The events in Mali have also become an arena for intensifying frictions between two leading imperialist powers—the US and France. Both share responsibility for unleashing the crisis in the country, which was part of the regional reverberations from the US-NATO war for regime-change in Libya.
“We need to continue to move forward on what security arrangements are needed to reinforce the legitimate military authorities in Mali,” said Victoria Nuland, spokeswoman of the US State Department. “And clearly they’re going to need more help.”
Evidently, the US government is reluctant to take immediate action. Some American military strategists have even spoken out against a foreign troop deployment on Malian soil and say that only financial and logistical support is needed.
This is probably because Washington views Mali as part of its long-term strategy to undermine and roll back China’s influence in Africa. Also, the Obama administration’s present alignment with local Al Qaeda groups in Syria forces it to pursue an extremely careful policy towards Islamist fundamentalists all over Africa.
France, on the other hand, is calling for immediate military action. It is already deploying drones on Malian territory and pressuring the UN Security Council to give a green light for sending troops into Mali’s north. “It is our own security that’s at stake”, said French Defence Minister Jean-Yves Le Drian last week. “If we don’t move quickly, a new terrorist state will develop step by step.”
As always, the invocation of a terrorist threat is largely a pretext. Behind the scenes, the imperialist powers are fighting out their corporate interests and strategic relations with Mali’s neighbouring states.
French nuclear corporation Areva, 79 percent state-owned and the world’s biggest developer of nuclear equipment, is highly dependent on political stability in the region, because it gets much of its uranium from Mali and its neighbour, Niger. With the deepening of the euro crisis, France and one of its leading multinational companies simply cannot afford a failure in its supply chain from Africa.

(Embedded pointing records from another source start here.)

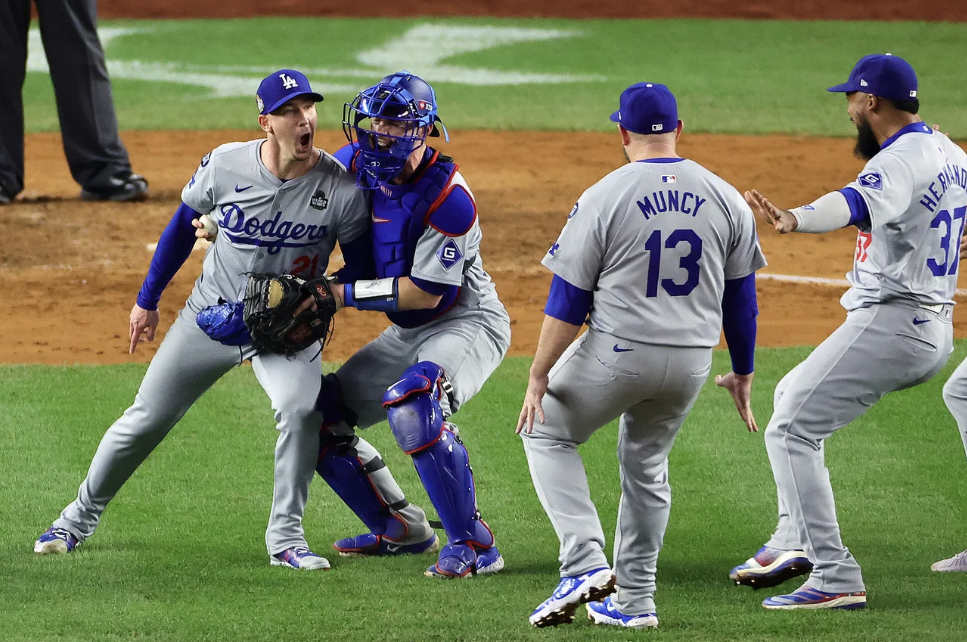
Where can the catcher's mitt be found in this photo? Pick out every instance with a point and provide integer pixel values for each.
(270, 312)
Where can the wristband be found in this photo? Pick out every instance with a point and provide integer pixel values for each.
(381, 295)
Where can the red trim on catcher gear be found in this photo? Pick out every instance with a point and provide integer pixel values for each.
(424, 166)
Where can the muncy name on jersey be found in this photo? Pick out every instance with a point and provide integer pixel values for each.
(670, 200)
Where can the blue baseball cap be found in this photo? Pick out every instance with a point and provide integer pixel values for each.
(883, 75)
(647, 108)
(282, 86)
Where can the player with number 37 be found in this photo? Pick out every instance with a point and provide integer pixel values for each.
(908, 204)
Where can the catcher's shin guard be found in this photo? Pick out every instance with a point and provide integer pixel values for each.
(417, 421)
(357, 474)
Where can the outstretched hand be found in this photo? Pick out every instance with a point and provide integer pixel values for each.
(143, 325)
(536, 388)
(783, 220)
(740, 387)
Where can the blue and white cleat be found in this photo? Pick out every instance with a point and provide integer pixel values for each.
(806, 597)
(462, 560)
(55, 541)
(370, 544)
(771, 567)
(301, 558)
(605, 613)
(572, 592)
(956, 564)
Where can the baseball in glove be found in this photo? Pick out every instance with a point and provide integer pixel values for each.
(287, 314)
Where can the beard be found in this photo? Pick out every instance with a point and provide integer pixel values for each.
(866, 144)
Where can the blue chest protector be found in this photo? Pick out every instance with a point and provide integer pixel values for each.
(400, 217)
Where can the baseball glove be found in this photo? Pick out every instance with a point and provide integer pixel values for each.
(271, 311)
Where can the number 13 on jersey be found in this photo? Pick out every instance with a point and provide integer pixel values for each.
(688, 262)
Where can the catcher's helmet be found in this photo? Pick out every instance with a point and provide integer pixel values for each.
(401, 97)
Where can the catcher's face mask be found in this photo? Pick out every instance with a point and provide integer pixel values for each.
(388, 122)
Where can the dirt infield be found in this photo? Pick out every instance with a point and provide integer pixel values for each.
(70, 270)
(947, 10)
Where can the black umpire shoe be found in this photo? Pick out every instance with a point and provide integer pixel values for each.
(125, 186)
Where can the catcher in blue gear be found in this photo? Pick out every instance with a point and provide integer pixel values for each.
(449, 332)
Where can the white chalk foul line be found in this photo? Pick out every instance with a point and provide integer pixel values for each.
(815, 280)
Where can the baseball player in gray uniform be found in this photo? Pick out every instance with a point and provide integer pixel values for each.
(955, 397)
(909, 205)
(663, 255)
(281, 204)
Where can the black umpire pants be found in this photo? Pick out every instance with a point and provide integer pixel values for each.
(85, 105)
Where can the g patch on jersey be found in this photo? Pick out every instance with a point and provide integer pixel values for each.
(871, 180)
(449, 254)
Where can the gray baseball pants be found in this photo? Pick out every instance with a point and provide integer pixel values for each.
(955, 397)
(652, 389)
(877, 350)
(186, 365)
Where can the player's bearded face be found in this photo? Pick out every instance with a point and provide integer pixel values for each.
(866, 144)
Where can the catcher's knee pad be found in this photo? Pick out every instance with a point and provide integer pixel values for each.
(417, 420)
(413, 406)
(354, 476)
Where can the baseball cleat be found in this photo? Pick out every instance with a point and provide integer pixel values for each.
(301, 558)
(123, 187)
(55, 541)
(371, 544)
(462, 560)
(771, 567)
(605, 613)
(957, 563)
(806, 597)
(571, 592)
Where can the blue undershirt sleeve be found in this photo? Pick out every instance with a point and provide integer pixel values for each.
(858, 210)
(358, 255)
(173, 249)
(739, 310)
(567, 302)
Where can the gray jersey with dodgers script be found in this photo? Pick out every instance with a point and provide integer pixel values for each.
(655, 242)
(266, 224)
(914, 189)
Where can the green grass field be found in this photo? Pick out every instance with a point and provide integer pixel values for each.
(729, 75)
(179, 554)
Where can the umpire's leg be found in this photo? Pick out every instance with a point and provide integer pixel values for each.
(85, 104)
(14, 25)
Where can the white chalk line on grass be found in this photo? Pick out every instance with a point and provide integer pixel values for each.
(816, 280)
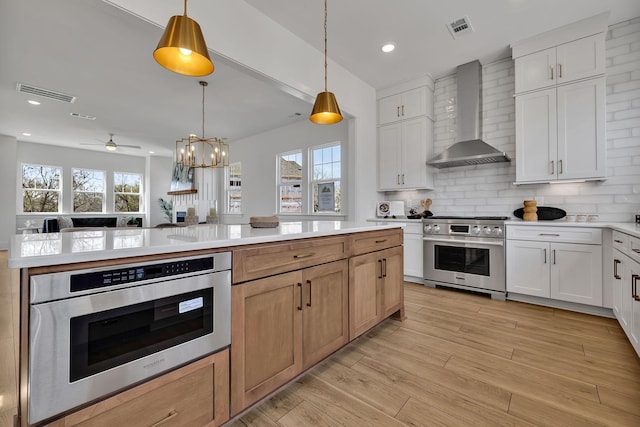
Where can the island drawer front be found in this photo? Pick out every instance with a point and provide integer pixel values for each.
(267, 260)
(584, 235)
(373, 241)
(621, 241)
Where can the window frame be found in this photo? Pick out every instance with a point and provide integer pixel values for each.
(59, 190)
(140, 193)
(280, 183)
(313, 181)
(104, 191)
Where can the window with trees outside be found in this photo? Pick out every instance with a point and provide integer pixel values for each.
(88, 190)
(41, 188)
(326, 164)
(234, 188)
(127, 189)
(290, 182)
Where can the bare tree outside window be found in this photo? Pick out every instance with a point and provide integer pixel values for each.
(88, 190)
(41, 188)
(128, 191)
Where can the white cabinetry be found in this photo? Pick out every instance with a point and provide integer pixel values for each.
(626, 275)
(560, 104)
(560, 263)
(560, 133)
(567, 62)
(413, 250)
(403, 149)
(403, 106)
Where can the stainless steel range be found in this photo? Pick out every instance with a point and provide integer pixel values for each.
(465, 253)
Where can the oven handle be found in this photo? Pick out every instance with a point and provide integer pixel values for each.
(475, 243)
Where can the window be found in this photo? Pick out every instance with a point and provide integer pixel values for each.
(234, 188)
(88, 190)
(128, 191)
(290, 182)
(325, 178)
(41, 188)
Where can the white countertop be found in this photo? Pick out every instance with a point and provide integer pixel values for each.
(625, 227)
(35, 250)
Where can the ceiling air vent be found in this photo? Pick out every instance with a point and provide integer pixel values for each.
(45, 93)
(460, 27)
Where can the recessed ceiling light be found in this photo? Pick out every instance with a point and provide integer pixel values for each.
(389, 47)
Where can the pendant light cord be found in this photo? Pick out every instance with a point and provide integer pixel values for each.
(325, 45)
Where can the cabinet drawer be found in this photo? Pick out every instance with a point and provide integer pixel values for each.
(196, 394)
(621, 241)
(267, 260)
(372, 241)
(585, 235)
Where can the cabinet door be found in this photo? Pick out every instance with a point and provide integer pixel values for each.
(413, 262)
(389, 156)
(576, 273)
(580, 59)
(536, 136)
(391, 289)
(536, 71)
(528, 268)
(416, 137)
(581, 130)
(365, 274)
(266, 336)
(325, 317)
(389, 109)
(414, 103)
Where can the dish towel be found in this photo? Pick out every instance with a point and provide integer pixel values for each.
(264, 221)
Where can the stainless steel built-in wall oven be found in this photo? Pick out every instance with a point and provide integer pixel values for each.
(96, 331)
(465, 253)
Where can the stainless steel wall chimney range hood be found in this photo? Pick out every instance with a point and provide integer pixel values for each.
(470, 149)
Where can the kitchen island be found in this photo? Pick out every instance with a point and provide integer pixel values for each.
(300, 292)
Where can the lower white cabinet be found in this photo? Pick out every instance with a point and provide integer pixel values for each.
(546, 262)
(413, 261)
(626, 275)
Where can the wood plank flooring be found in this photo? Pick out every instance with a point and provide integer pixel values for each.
(465, 360)
(458, 360)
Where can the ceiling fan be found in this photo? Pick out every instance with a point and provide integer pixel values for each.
(112, 146)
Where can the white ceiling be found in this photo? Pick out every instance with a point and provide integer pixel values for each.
(103, 56)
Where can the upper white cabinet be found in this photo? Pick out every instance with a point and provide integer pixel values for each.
(560, 104)
(560, 133)
(561, 64)
(402, 106)
(405, 137)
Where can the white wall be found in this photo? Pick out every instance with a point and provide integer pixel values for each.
(258, 156)
(489, 189)
(270, 50)
(8, 147)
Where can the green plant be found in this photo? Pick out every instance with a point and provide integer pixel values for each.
(167, 208)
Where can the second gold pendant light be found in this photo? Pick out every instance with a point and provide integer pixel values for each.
(325, 109)
(182, 48)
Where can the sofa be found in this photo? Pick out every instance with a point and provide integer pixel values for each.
(52, 225)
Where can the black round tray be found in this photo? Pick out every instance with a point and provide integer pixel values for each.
(544, 213)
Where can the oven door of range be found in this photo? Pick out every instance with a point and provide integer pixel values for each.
(465, 262)
(86, 347)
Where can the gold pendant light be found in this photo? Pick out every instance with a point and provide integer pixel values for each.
(325, 110)
(182, 48)
(202, 152)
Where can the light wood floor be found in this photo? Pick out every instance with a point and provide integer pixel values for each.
(458, 360)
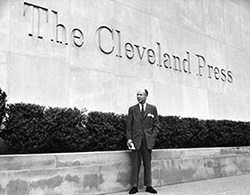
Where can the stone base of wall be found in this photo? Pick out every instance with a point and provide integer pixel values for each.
(104, 172)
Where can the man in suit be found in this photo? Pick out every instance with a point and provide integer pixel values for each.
(142, 129)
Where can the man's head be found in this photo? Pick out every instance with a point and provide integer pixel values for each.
(142, 95)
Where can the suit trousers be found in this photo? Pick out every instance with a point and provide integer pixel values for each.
(137, 155)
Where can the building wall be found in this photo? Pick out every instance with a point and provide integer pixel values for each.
(192, 55)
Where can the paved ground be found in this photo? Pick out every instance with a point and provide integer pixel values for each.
(235, 185)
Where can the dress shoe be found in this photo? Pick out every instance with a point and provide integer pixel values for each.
(151, 190)
(133, 190)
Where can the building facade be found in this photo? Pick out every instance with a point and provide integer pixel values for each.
(192, 55)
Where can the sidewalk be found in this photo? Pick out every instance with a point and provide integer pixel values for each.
(234, 185)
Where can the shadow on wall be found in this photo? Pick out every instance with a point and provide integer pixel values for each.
(3, 147)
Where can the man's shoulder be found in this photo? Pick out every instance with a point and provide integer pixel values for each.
(134, 106)
(151, 105)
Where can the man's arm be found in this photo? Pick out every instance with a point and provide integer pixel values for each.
(156, 123)
(129, 125)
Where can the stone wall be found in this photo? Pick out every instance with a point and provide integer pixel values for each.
(103, 172)
(192, 55)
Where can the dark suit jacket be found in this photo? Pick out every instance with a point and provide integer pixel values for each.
(149, 124)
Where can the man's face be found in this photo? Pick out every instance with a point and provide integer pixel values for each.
(141, 96)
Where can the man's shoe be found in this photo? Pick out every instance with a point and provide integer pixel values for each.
(133, 190)
(151, 190)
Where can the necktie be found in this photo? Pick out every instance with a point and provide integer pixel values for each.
(142, 110)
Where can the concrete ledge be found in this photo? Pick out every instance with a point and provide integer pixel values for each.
(105, 172)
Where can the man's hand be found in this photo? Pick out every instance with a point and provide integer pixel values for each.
(130, 144)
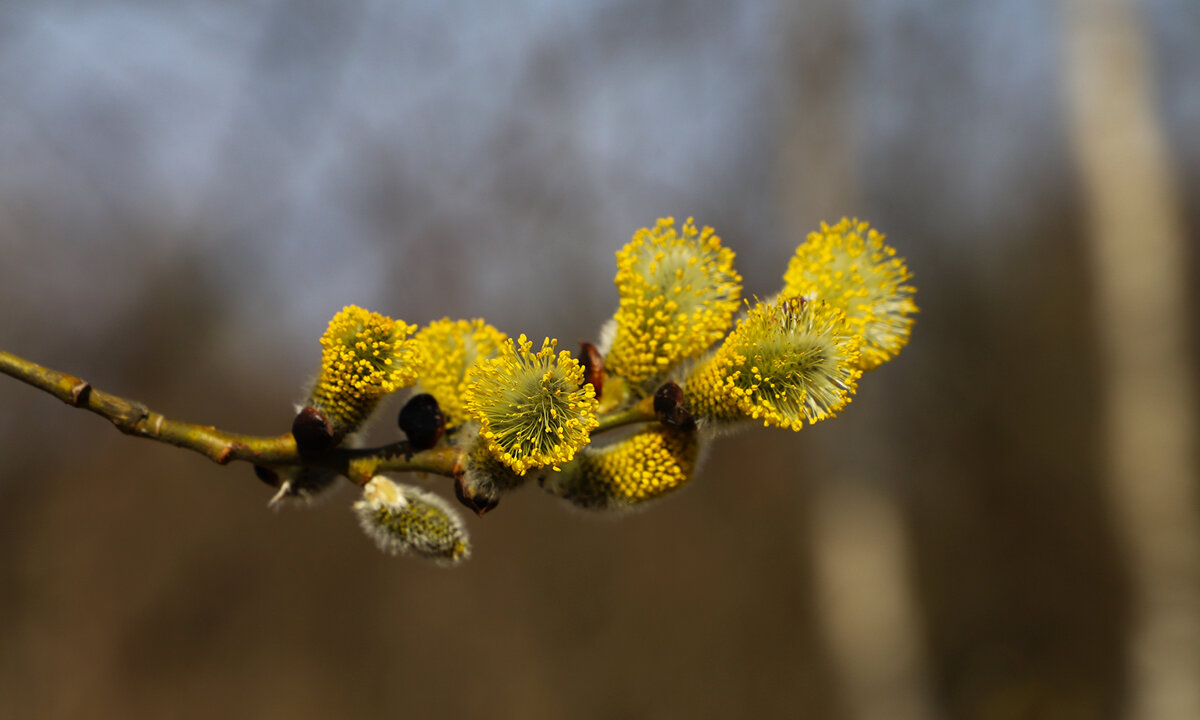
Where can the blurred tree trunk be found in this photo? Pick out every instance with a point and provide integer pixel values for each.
(1138, 261)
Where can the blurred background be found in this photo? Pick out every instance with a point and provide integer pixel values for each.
(1002, 525)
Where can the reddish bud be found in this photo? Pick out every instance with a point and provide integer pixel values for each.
(423, 421)
(670, 408)
(312, 430)
(593, 366)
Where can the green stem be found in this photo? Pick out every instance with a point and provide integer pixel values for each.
(640, 412)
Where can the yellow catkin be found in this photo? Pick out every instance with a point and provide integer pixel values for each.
(365, 355)
(678, 294)
(850, 267)
(634, 471)
(533, 408)
(447, 349)
(787, 363)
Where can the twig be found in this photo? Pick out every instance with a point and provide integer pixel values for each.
(135, 419)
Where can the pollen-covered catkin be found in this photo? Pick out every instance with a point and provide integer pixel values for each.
(787, 363)
(678, 294)
(640, 468)
(533, 408)
(850, 267)
(365, 355)
(447, 349)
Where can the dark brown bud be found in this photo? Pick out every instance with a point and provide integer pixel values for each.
(479, 501)
(312, 430)
(423, 421)
(670, 408)
(593, 366)
(267, 475)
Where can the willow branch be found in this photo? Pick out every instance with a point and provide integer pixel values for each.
(135, 419)
(640, 412)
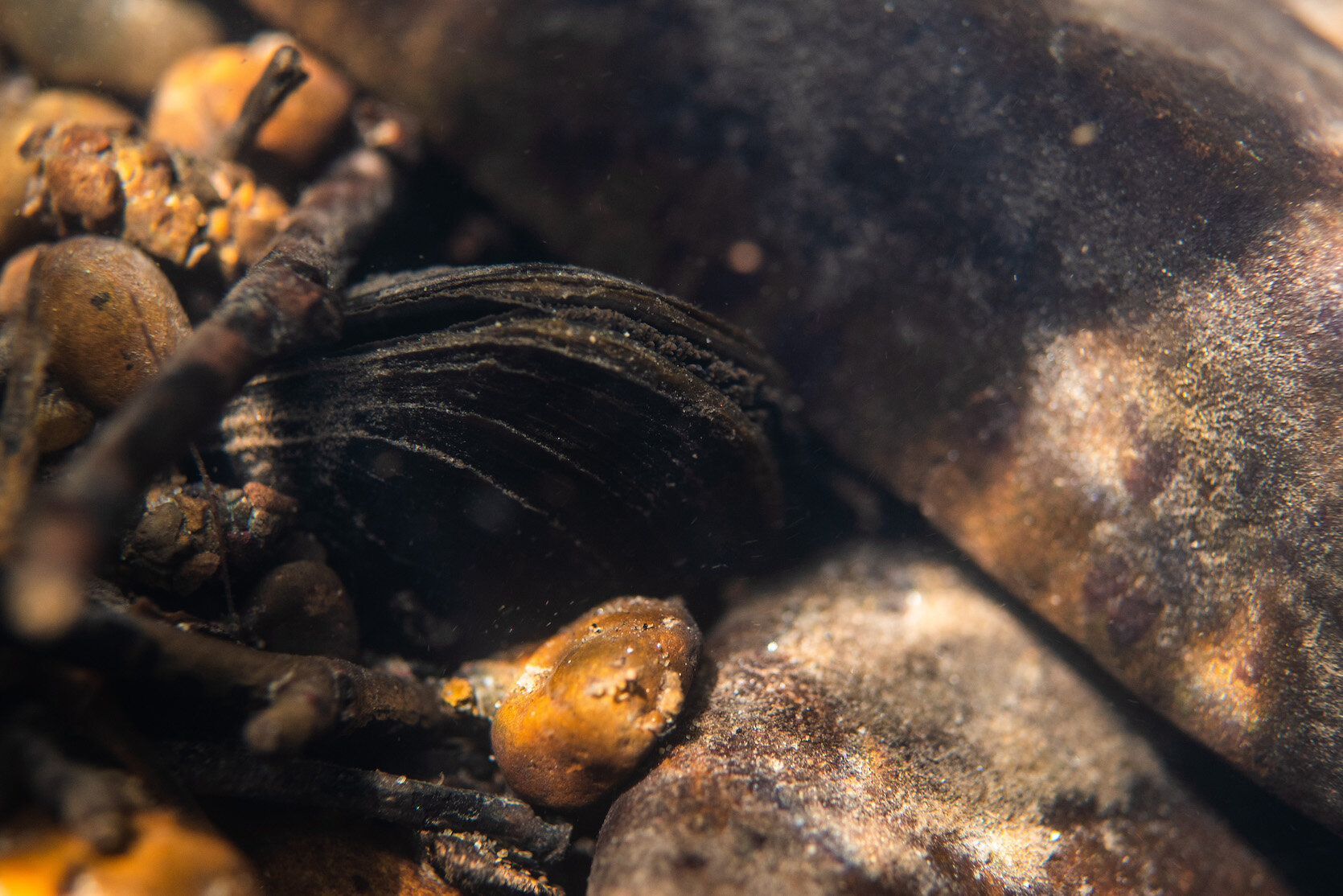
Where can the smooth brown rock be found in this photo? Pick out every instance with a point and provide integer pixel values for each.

The growing tensions between the US and France were highlighted by two official comments made last week. Whereas French Foreign Ministry spokesman Philippe Lalliot told reporters in Paris that "these developments underline the need for the rapid deployment of an African stabilization force”, Susan Rice, the US ambassador to the United Nations, answered in much less diplomatic language, calling French- and African-backed plans to retake control of northern Mali from a coalition of Islamist militants linked to Al Qaeda “crap.”
Still, these differences are of a purely tactical nature. Strategically, France and the US are striving for common imperialist aims. In order to advance this agenda, both countries have lately been heavily courting Algeria’s support behind the scenes.
After Hillary Clinton’s trip to Algeria, US Deputy Secretary of State William Burns went to Algiers last week, meeting with several Algerian officials, including President Abdelaziz Bouteflika, Prime Minister Abdelmalek Sellal and Maghreb Affairs Minister Abdelkader Messahel, signing contracts on construction, housing, pharmaceuticals, oil and gas.
Next week French President François Hollande will pay a two-day visit to Algiers and try to further improve relations with France’s former colony, which has already backed away from its former position of “no interference in Mali”. In an interview with Le soir d’Algerie African and Maghreb Affairs Minister Abdekkader Messahel said on November 22 that armed intervention should be pursued only “if all avenues of dialogue had been explored without success”—a clear indication that Algeria is ready to act if the imperialists pay the right price.